Landlines, Mobile Phones & 3G
As mobile phone technology booms, they are increasingly becoming candidates for digital home remote controls. Using home automation software and dial-up access, any touch-tone phone can function as a remote control for your household appliances. Additionally, wireless connectivity using 3G and Bluetooth can provide remote access to software-controlled X10, Z-Wave, xAP or UPnP devices. At 384kbps, 3G is currently only capable of half the speed of Bluetooth, but it is expected that 3G networks will achieve 2Mbps in the near future. However, the real benefit of 3G over Bluetooth isn't its speed, but the potential network coverage, being at least the equivalent of the current mobile phone network.
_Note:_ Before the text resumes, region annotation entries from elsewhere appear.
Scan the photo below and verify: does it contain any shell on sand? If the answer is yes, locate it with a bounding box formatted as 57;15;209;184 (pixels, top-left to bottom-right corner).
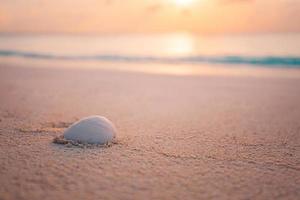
64;116;116;144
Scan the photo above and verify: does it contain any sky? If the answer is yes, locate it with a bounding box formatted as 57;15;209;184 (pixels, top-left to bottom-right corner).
0;0;300;34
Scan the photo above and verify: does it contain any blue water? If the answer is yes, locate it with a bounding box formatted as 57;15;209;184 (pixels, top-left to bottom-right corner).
0;34;300;68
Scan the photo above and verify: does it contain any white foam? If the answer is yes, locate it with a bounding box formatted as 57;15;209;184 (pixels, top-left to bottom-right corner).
64;116;116;144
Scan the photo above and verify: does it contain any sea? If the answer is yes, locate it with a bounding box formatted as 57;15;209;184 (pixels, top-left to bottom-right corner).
0;33;300;73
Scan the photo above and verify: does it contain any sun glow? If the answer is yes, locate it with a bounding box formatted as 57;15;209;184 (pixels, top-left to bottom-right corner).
173;0;194;6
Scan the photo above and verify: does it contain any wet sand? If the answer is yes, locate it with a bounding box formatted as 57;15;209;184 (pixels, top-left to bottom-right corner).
0;65;300;200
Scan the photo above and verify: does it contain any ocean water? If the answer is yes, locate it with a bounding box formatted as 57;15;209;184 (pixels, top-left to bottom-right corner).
0;34;300;68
The remote control possibilities of using 3G for digital homes in the future includes face recognition security over video calls as well as a long range alternative to FM and Wi-Fi for streaming media around the home -- and beyond.
Digital Media Adapters (DMAs)
The appearance of a new genre of media players, known collectively as Digital Media Adapters, is bridging the gap between the PC and home cinema. These devices plug into your AV receiver or TV with standard RCA cables and provide an on-screen menu that can be navigated by remote control. A built-in wireless adapter or standard Ethernet cable connects the device to your LAN, giving you instant access to your movie or music collection. There is no need to run AV cables through the house, and the UPnP compatible models are accessible from any Windows PC. Although these units provide new levels of convenience, they are essentially mini-computers and can thus be limited in the types of media they can play. For example, the Linksys WMA11B supports WMA, MP3, JPG, GIF, TIF and BMP files, although firmware updates may widen compatibility in the future. Other DMAs, such as the DSM-320 from D-Link, have native support for MPEG-4 video formats, making them an appealing alternative to a dedicated lounge room computer. If you want full support for all digital media formats and desktop access, however, then a dedicated PC is the way to go.
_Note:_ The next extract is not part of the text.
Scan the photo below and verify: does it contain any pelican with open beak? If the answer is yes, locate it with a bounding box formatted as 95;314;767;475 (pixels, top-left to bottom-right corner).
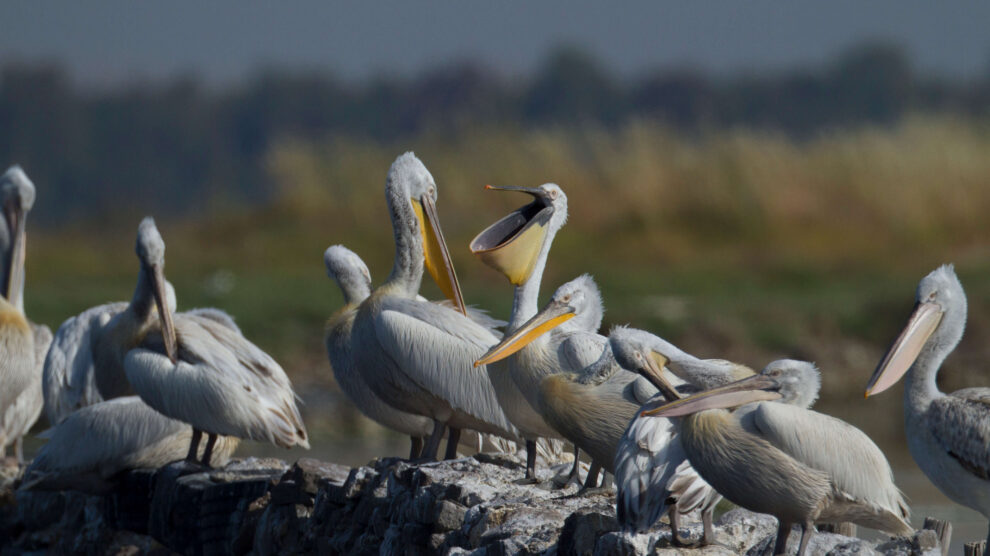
866;265;990;556
470;183;576;482
351;153;517;458
642;359;913;555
Many DVD players now support MPEG-4 formats like XviD and DivX. These devices can play back files previously only available to PCs. Unlike DMAs, which can stream media over the network, these players still require you to burn disks for playback. It's no wonder then that PC home cinema is becoming a popular alternative. A lounge room or entertainment PC with DVD drive, network connection and digital TV tuner can replace a set top box, DVD player, CD player, radio tuner and DMA -- all for a competitive price. At around $500, stylish bare bones PC systems are providing an inexpensive alternative to component systems, as well as being a chic complement to any existing home cinema. Running personal video recorder software such as the freeware GB PVR, a single interface can access all your TV channels and network media files from a cordless keyboard or specialised remote control.
As a sign of things to come, Microsoft has launched a special edition of Windows XP called Media Center Edition, specifically designed to run on entertainment computers. Due in Australia later this year, the operating system will no doubt coincide with an increase in the popularity of these lounge room PCs.
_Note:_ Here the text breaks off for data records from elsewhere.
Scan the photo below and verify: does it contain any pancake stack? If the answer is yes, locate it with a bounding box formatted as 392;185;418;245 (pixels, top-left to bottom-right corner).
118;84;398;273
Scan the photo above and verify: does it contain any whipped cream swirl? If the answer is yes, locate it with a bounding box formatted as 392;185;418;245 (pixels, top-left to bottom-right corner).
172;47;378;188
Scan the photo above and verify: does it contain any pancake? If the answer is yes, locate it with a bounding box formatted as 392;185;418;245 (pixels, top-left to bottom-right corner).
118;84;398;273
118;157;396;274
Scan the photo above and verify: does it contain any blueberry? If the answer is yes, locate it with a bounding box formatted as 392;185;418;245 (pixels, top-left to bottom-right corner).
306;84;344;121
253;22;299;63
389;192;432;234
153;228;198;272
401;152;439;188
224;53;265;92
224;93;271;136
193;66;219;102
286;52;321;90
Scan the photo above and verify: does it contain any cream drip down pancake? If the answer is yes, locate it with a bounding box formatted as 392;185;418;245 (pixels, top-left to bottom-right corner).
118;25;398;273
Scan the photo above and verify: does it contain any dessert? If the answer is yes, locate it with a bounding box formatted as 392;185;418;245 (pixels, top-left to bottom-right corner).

|Here and now: Wireless Media Adapters|
If you have a hard disk full of movies and music files, you may have found your PC is starting to supersede your physical collections in both convenience, quantity and quality. So how do you play your movies and music through your existing home cinema system?
Well, you could always run audio and video cables through the house, but then you're still faced with the problem of how to control your PC remotely from the lounge room. That's where wireless media adapters can step in. For around $400 these little devices sit near your TV and connect to the video and audio inputs of your AV receiver just like a DVD player, for instance. Then, using the adapter's own remote control you can browse your network for media files and play them back through your Hi-Fi speakers and TV. There's no network cable running through the house, and the handheld remote gives you the same control you already wield over your other Hi-Fi components. All you need for this to work is a wireless network card, wireless router, or access point for the device to communicate with.